La sostenibilità è ormai parte del DNA di Atm e lo diventerà per tutto il comparto del trasporto pubblico: di necessità è richiesta nei capitolati di gara. Lato offerta, riscontriamo sempre maggiore attenzione al tema, ma non in tutti i campi. L’industria della security fisica ha fatto grandi passi avanti nei processi produttivi interni, nella scelta dei materiali e degli imballaggi. La vigilanza privata, invece, ha in generale ancora molto da fare. Certo il costo della sostenibilità può essere un elemento ostativo, ma nel nostro caso fa parte della cultura aziendale. 

La sua Direzione deve dialogare con vari team interni (safety, cyber security, legacy e compliance, intelligence, travel), ma anche con FFOO, PA ed Enti Locali. Realtà che perseguono finalità, rispondono a logiche e parlano lingue differenti...

Ciliegina sulla torta: a sua volta il trasporto pubblico vanta un vocabolario ed una grammatica del tutto peculiari. Come uscirne? A mio avviso le procedure sono l’unica strada per parlare la stessa lingua rispettando esigenze, competenze e confini. In tal senso il dialogo interno è lievemente meno complesso (è infatti più agevole scambiare informazioni, confrontarsi e condividere procedure), mentre quello esterno risente di criticità, gerarchie e lentezze tipiche della PA. Con le forze dell’ordine lo scambio di informazioni è però quotidiano e deve permettere di far comprendere le esigenze di security applicate al trasporto pubblico. Regolarità e frequenza dei mezzi sono oggi concetti ben conosciuti dalla sicurezza pubblica.

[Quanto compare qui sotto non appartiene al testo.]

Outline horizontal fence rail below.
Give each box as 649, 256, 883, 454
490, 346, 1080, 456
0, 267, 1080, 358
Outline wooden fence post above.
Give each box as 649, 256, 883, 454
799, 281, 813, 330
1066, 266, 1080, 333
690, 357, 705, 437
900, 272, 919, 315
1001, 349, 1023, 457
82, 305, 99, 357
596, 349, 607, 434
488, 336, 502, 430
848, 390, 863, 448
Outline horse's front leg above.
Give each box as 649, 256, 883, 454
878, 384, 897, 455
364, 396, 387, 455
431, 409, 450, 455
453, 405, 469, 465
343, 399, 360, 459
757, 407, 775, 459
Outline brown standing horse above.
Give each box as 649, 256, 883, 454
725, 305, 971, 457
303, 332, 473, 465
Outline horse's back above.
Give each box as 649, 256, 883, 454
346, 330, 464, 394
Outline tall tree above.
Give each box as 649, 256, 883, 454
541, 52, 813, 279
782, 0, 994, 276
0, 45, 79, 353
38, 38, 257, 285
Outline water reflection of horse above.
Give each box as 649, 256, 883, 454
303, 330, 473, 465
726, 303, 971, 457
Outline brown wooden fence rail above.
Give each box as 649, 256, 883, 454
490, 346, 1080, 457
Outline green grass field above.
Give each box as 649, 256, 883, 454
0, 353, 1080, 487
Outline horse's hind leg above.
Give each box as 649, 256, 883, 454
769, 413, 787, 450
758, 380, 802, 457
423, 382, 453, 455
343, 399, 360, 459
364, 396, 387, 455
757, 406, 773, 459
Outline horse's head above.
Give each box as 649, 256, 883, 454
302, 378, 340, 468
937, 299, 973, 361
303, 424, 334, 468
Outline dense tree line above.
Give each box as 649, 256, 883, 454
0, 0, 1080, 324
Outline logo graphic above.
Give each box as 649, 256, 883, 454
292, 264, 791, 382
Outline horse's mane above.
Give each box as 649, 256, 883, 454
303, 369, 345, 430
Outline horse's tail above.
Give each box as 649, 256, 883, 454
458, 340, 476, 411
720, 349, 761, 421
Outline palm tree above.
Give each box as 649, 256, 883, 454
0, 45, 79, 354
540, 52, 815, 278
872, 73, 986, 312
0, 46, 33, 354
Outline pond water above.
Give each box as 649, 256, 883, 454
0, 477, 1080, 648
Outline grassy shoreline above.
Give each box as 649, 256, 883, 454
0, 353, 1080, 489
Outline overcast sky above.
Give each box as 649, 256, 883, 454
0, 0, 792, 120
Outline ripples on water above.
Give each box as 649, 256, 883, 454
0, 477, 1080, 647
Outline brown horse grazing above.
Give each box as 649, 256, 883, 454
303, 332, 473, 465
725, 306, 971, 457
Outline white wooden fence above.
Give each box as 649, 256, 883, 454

A proposito di forze dell’ordine: le GPG sono ancora considerate ‘figlie di una divisa minore’ o sta cambiando anche questo approccio?

Può ancora accadere, ma succede anche il contrario. Un esempio di successo nella collaborazione pubblico-privato (e uomo-tecnologia) è il recupero del 16enne di Monticello Brianza scappato di casa il 10/10. Di pomeriggio abbiamo ricevuto le forze dell’ordine che indagavano sul caso; in centrale abbiamo analizzato i video; abbiamo ricevuto l’identikit e in serata gli operatori del SOC hanno riconosciuto il volto. Il ragazzo era sceso sui binari, con possibile impatto sulla circolazione dei treni: abbiamo quindi inviato la pattuglia che l’ha recuperato. Ci hanno fatto i complimenti.